NCTC: Improve ITIN Changes to Protect Taxpayers, Voluntary Compliance
That’s the theme of comments NCTC has shared with the IRS regarding the interim ITIN policy changes announced this summer. The comments also make several recommendations for shaping any longer-term adjustments to ITIN policy that the IRS plans to finalize by early fall.
For tax-administration purposes, ITINs are required of many people who are ineligible for Social Security Numbers. These include foreign nationals, non-resident aliens and others with tax-filing obligations.
But “to protect the integrity of the ITIN process,” IRS officials said in their IR-2012-62 policy change that they would no longer allow the submission of notarized copies of documents establishing identity or foreign status in ITIN applications. Only original documents or copies certified by their issuing agencies would be acceptable, abrogating the verification purpose of Certifying Acceptance Agents (CAAs, many of whom are VITA providers).

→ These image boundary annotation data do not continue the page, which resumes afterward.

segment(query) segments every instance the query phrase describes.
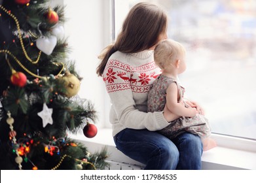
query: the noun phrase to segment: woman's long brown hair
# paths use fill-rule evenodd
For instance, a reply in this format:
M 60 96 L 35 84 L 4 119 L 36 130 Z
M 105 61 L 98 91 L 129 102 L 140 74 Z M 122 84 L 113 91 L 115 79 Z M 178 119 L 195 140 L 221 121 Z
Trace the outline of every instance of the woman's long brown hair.
M 102 60 L 97 67 L 98 75 L 102 76 L 109 57 L 115 52 L 136 53 L 155 45 L 166 30 L 167 19 L 166 12 L 153 4 L 139 3 L 133 7 L 115 43 L 106 47 L 99 56 Z

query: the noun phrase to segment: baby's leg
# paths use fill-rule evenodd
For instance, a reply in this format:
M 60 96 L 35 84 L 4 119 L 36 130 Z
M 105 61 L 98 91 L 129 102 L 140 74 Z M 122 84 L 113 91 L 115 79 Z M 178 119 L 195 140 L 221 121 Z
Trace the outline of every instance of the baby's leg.
M 206 138 L 202 139 L 203 143 L 203 150 L 206 151 L 217 146 L 216 142 L 210 138 Z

In comments informed by the input of the VITA field, NCTC noted these changes place a heavy and unfair burden on ITIN applicants.

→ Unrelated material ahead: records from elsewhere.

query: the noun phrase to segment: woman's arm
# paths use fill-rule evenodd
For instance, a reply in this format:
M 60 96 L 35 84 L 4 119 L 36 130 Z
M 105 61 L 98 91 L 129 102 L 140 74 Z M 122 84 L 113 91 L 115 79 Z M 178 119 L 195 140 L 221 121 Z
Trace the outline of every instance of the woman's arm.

Applicants and their family members could be left without vital documents such as passports for up to 65 days, which could present numerous challenges. For example, many people would be prevented from traveling back to their home countries for unforeseen family emergencies. Plus, these vital documents would be more susceptible to loss, and thus identity theft and fraud – and more people will fall out of voluntary compliance with their tax obligations.
A recent report of the Treasury Inspector General for Tax Administration was highly critical of the potential for fraud in the ITIN program, and – among other suggestions – recommended elimination of the CAA initiative. But CAAs perform a vital function of efficiency in helping the IRS and taxpayers alike, according to NCTC.
NCTC wrote, among other things, it would be better to retain CAAs and greatly improve their support and training to help the IRS flag any actual instances of fraud. In addition, enforcement should be stepped-up to punish anyone participating in fraud – avoiding harsh, unfair, and unnecessary consequences for other, honest taxpayers.
NCTC also has helped VITA providers and CAAs connect with the IRS in recent conversations about ways to improve upon the interim policy changes. We’ll provide updates on significant next steps on this significant issue.